Tuesday, September 1, 2026

Researchers at the University of Iowa are leading an effort to develop a new computational method to predict how pharmaceutical compounds crystallize into tablet form, a critical step in bringing new medicines to patients.

The research will address a longstanding challenge in drug development: predicting how a newly discovered pharmaceutical ingredient will organize into a solid form. Once a promising drug molecule is identified, that molecule must be formulated into a stable dosage form, such as a tablet. Compounds, however, can crystallize into multiple arrangements, known as polymorphs, and each can exhibit different properties that affect how well a drug is absorbed by the body.

“These different crystal forms can have a dramatic impact on the effectiveness of a medicine,” said Michael Schnieders, principal investigator and professor of biomedical engineering. “A tablet, for example, could spontaneously change into a less soluble crystal form and pass through the body. Our goal is to predict these outcomes before they happen.”

The team will develop a new framework that combines mathematical models, artificial intelligence, and experimental validation to predict molecular crystal structures directly from a compound’s chemical structure. 

Lewis Stevens, co-PI and associate professor in the College of Pharmacy, provides experimental validation of the predicted crystal structures and their relative stability. “The ability to reliably predict crystal structure will significantly accelerate the design of new materials for specific, on-demand applications in defense, energy, agriculture, and healthcare—and at a fraction of the current computational cost,” said Stevens.

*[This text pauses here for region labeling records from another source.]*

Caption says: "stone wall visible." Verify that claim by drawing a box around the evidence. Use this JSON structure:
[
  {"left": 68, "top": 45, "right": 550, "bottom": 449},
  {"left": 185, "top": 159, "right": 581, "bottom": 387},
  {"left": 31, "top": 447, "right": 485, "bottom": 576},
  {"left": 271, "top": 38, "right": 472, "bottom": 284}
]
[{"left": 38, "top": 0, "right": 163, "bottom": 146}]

The four-year, $2 million award from the National Science Foundation includes a team with partners from New York University and the University of California, Riverside. They will use a high-performance computing (HPC) cluster provided by the University of Iowa Information Technology Services Research Services, conducting large-scale calculations and simulations using the Argon HPC cluster.

Melissa Lawrence, associate director of research services, said: “As research increasingly depends on computational methods and AI-enabled discovery, resources like Argon help ensure Iowa researchers have the tools necessary to tackle ambitious scientific challenges and remain competitive on the national stage.”

The work also has important implications for pharmaceutical manufacturing and technology transfer, said Schnieders, faculty affiliate of the Iowa Technology Institute. Advances from the project could support UI Pharmaceuticals, the University of Iowa’s contract research organization that partners with pharmaceutical companies to develop and manufacture drug formulations. Improved prediction of crystal forms could help reduce the time and cost of developing new therapeutics.